Protective Effects of ACF210, a Dual GLP-1/APJ Receptor Agonist, against Cardiovascular-Kidney-Metabolic Syndrome Induced by T2D

Current therapies cannot simultaneously address the interconnected metabolic, cardiac, and renal damage in Cardiovascular-Kidney-Metabolic (CKM) syndrome. This study investigated ACF210, a novel long-acting dual agonist targeting both GLP-1 and APJ receptors, as a potential treatment for type 2 diabetes (T2D)-induced CKM syndrome. ACF210 was synthesized by fusing the human IgG4 Fc fragment to the C-terminus of GLP-1 and the N-terminus of Elabela-21 (ELA). In vitro receptor activation assays confirmed that ACF210 effectively activated the GLP-1 receptor while inhibiting APJ-related cAMP signaling. db/db leptin receptor-deficient mice and high-fat diet/streptozotocin-induced T2D were treated with dulaglutide, Fc-ELA, or ACF210 for 12 weeks. Observation of organizational structure, functional assessment and serum analyses were conducted. ACF210 outperformed other treatments, showing superior improvements in blood glucose control, β-cell function, and reduction of hepatic steatosis.

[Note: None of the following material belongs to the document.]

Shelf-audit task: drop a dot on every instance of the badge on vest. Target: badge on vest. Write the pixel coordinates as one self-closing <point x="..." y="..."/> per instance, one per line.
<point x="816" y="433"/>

Crucially, it provided significant multi-organ protection: enhancing cardiac diastolic function, reducing biomarkers of heart failure (NT-proBNP), and lessening mitochondrial damage and fibrosis, and inducing the microangiogenesisl in the heart. In the kidneys, it improved function, indicated by lower cystatin C levels, and mitigated podocyte damage. In conclusion, ACF210 not only effectively alleviates dysglycemia by enhancing β-cell function but also significantly protects against diabetes-associated hepatic, cardiac, and renal damage, supporting its further exploration for the clinical management of CKM syndrome.